Bank stocks and the financial sector have seen their share of ups and downs in the last three years — though decidedly more downs than ups.
On the retail banking side, Bank of America (NYSE:BAC) is off almost 85% since its 2008 peak, and Citigroup (NYSE:C) is down nearly 90% in the same period. On the investment banking side, Morgan Stanley (NYSE:MS) is off more than 60%, and Goldman Sachs (NYSE:GS) is off almost 45%. A host of other financial stocks, large and small, have felt similar pain.
It might seem like a natural reaction to wag your finger at the big banks, since these institutions got exactly what they deserved for their reckless role in the subprime mortgage meltdown. Actually, shaking your fist in anger may be more apt — since one can argue that “too big to fail” institutions got a pretty plush deal with a no-strings-attached bailout and executive compensation that boggles the mind.
But here’s the harsh reality of our current economic quagmire and the fragile rally on Wall Street: We simply can’t have a lasting recovery without the banks.
That’s why each and every investor out there should cheerlead for the financial sector — every day, for as long as it takes.
Otherwise, we are in for a very long and difficult road ahead of us.

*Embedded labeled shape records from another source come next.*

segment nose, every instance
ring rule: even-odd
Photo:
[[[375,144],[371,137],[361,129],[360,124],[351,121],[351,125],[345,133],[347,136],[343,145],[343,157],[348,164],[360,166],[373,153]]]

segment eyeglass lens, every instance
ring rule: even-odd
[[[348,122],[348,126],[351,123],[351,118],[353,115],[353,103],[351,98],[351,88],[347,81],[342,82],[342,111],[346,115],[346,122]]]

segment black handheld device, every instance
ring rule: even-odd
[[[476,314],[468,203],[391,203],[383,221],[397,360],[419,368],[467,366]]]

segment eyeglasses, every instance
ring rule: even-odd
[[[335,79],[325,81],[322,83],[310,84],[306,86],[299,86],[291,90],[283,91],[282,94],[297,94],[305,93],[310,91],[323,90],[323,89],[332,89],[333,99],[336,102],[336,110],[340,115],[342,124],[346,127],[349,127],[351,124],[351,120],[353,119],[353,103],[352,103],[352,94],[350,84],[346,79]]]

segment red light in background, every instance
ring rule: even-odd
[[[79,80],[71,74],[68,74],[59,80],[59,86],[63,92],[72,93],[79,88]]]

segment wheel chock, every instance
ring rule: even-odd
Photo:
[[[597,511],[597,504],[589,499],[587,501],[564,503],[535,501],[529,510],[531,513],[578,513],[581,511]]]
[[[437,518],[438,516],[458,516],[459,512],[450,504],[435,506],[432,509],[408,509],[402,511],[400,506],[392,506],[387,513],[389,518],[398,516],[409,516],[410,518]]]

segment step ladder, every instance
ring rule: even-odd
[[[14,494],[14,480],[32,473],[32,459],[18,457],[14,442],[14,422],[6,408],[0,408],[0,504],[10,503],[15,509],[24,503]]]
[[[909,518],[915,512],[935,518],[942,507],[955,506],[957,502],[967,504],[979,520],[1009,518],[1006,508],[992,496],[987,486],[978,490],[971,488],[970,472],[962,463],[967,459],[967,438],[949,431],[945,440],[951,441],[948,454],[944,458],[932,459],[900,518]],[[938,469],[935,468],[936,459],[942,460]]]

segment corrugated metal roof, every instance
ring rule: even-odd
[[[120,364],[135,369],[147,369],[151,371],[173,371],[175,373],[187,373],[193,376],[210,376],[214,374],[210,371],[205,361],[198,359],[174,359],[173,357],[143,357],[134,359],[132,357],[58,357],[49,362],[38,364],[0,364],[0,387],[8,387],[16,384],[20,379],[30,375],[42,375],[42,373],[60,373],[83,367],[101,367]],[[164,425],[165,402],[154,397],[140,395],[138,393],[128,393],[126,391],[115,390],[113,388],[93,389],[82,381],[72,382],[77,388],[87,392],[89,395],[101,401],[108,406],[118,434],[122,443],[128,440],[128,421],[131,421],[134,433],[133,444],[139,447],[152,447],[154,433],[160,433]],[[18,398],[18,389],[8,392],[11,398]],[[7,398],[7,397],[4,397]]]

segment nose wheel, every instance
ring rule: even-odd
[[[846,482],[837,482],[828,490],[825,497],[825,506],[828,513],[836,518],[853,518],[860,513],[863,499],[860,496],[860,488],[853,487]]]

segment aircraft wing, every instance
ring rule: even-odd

Financials Hold Back the Market
We’ll get to some big-picture stuff in a second, but let’s start with the biggest reason investors should root for banks: cold, hard cash.
Simply put, when banks rally, the market rallies. And when banks crash, the markets crash. So unless you are going to go perpetually short, you want to see banks stabilize and start growing — fast.

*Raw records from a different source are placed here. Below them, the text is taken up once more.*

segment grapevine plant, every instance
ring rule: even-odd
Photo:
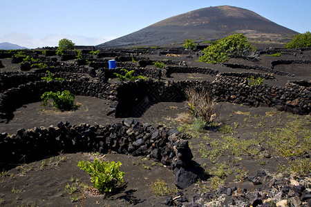
[[[116,186],[123,183],[125,172],[119,170],[121,165],[120,161],[105,162],[96,158],[93,164],[81,161],[77,166],[90,174],[91,181],[94,188],[101,193],[110,193]]]
[[[41,99],[43,99],[43,106],[47,106],[48,99],[52,99],[53,106],[61,110],[71,110],[78,107],[73,103],[75,99],[75,95],[68,90],[62,92],[46,92],[41,96]]]

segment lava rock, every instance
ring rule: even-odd
[[[173,200],[173,197],[169,197],[167,199],[165,200],[164,204],[167,206],[173,206],[174,205],[174,201]]]
[[[198,176],[190,169],[180,168],[176,174],[176,185],[177,187],[185,189],[198,179]]]

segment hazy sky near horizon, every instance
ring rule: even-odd
[[[311,30],[311,0],[1,0],[0,43],[35,48],[97,45],[196,9],[233,6],[300,33]]]

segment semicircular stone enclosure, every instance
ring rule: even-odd
[[[60,153],[113,151],[147,157],[168,166],[176,176],[185,169],[196,174],[187,184],[176,181],[183,189],[206,175],[200,170],[194,172],[193,169],[198,168],[189,147],[191,136],[176,128],[135,119],[141,117],[151,106],[185,101],[187,88],[200,86],[210,90],[216,102],[272,108],[298,115],[310,115],[311,111],[310,77],[286,69],[290,65],[306,67],[310,75],[310,48],[258,50],[259,58],[276,52],[292,58],[266,58],[261,63],[229,60],[216,66],[197,62],[200,50],[180,48],[107,49],[97,55],[91,55],[90,51],[82,50],[79,59],[76,59],[75,51],[68,51],[62,57],[56,56],[53,48],[44,55],[42,50],[23,51],[25,56],[44,63],[44,68],[33,68],[23,62],[23,59],[14,57],[19,51],[0,51],[0,66],[3,67],[0,69],[0,163],[3,168]],[[12,56],[12,60],[8,59]],[[111,59],[116,61],[115,69],[109,68],[108,61]],[[163,68],[154,66],[156,61],[162,63]],[[123,74],[124,69],[133,70],[133,76],[147,79],[119,81],[116,73]],[[47,76],[46,70],[55,78],[64,80],[43,80]],[[194,77],[194,75],[199,77]],[[264,84],[249,84],[250,78],[263,79]],[[57,127],[36,126],[32,129],[17,129],[13,135],[6,132],[6,125],[15,120],[17,109],[41,101],[44,92],[64,90],[76,96],[106,100],[109,106],[103,115],[122,119],[73,125],[59,121]]]

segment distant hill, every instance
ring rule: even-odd
[[[96,47],[168,45],[187,39],[202,41],[232,32],[243,33],[250,41],[278,42],[287,41],[299,34],[249,10],[222,6],[174,16]]]
[[[0,50],[22,50],[27,48],[20,46],[19,45],[12,44],[9,42],[0,43]]]

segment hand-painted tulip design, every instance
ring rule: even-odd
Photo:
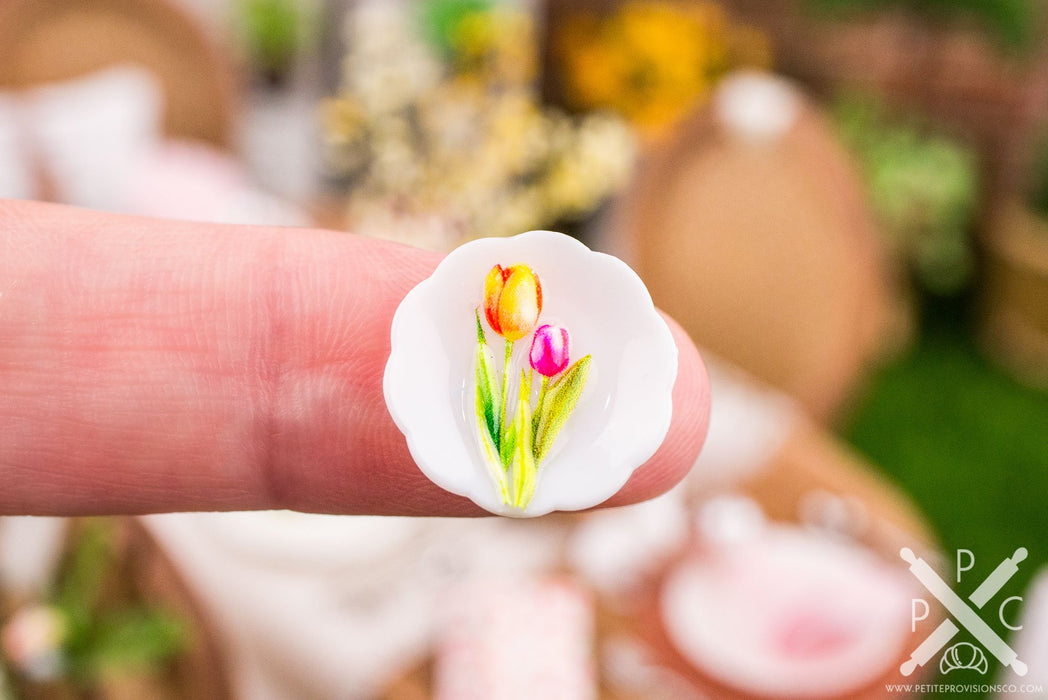
[[[544,377],[556,376],[563,372],[568,366],[570,343],[567,328],[549,324],[540,326],[534,331],[528,355],[531,369]]]
[[[542,313],[542,284],[527,265],[496,265],[484,280],[484,316],[510,343],[530,333]]]
[[[582,396],[591,357],[587,355],[568,367],[568,330],[548,324],[534,330],[542,313],[542,285],[527,265],[493,267],[484,280],[483,307],[492,330],[505,338],[506,353],[500,389],[495,354],[487,347],[478,311],[476,425],[503,504],[523,510],[534,495],[539,465]],[[516,372],[511,367],[512,346],[532,330],[530,369],[520,370],[517,396],[510,399],[509,376]],[[532,410],[533,372],[542,375],[542,385]],[[511,415],[507,416],[507,409]]]

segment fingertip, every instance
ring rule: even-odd
[[[662,314],[677,343],[677,380],[673,417],[665,439],[626,485],[599,507],[630,505],[660,496],[676,486],[699,457],[709,426],[709,375],[698,348],[684,329]]]

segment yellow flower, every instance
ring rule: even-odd
[[[542,284],[527,265],[496,265],[484,279],[484,315],[492,329],[519,341],[539,323]]]

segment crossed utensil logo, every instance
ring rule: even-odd
[[[986,576],[985,581],[979,585],[979,588],[968,596],[968,600],[975,606],[974,610],[939,577],[939,574],[929,566],[927,562],[914,554],[913,550],[909,547],[903,547],[899,551],[899,556],[910,564],[911,573],[942,604],[954,619],[970,632],[971,636],[978,639],[998,661],[1006,666],[1011,666],[1012,671],[1020,676],[1026,675],[1028,670],[1026,664],[1019,659],[1019,655],[1008,647],[1004,639],[989,625],[983,621],[976,610],[981,610],[990,598],[1004,588],[1004,585],[1019,571],[1019,563],[1025,560],[1026,555],[1026,548],[1020,547],[1012,556],[1001,562],[994,569],[994,572]],[[910,655],[910,659],[899,666],[902,675],[909,676],[916,671],[917,666],[924,665],[932,657],[942,651],[949,643],[951,639],[960,632],[957,622],[954,622],[948,617],[942,620],[939,627],[914,650],[913,654]]]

A look at this chart shows the biggest one-day moves for the market this year on Aug. 8 and 9. The correlation between big moves for the market and big moves for the banks is clear — and bears itself out in less dramatic fashion across other volatile days in the market this year.
Admittedly, the big move on Monday, Aug. 8, had a lot to do with macro issues — the credit downgrade of the U.S. sparked the selloff. But as the headline of my column at the time read, the U.S. credit downgrade changed nothing. In fact, rates briefly dipped as low as 1.9% for the 10-year T-Note. It’s also worth noting these stocks have a lot of pull on the broader indices because BofA and JPMorgan Chase (NYSE:JPM) still are in the Dow, and the market-cap weighting of the S&P 500 Index means megabanks hold a lot of sway.
But all that aside, we should all agree that — generally speaking — sentiment was a bigger factor in August after the downgrade. And sentiment is what’s driving bank stocks, pure and simple, since accounting tricks at financial stocks make numbers difficult to trust.
Thanks to the power of fear or greed on this sector, as investors get bullish, they get into banks big-time. As they get bearish, they run screaming from financials.
In short, a rally in banks means a gush of market optimism — something that all investors should be in favor of.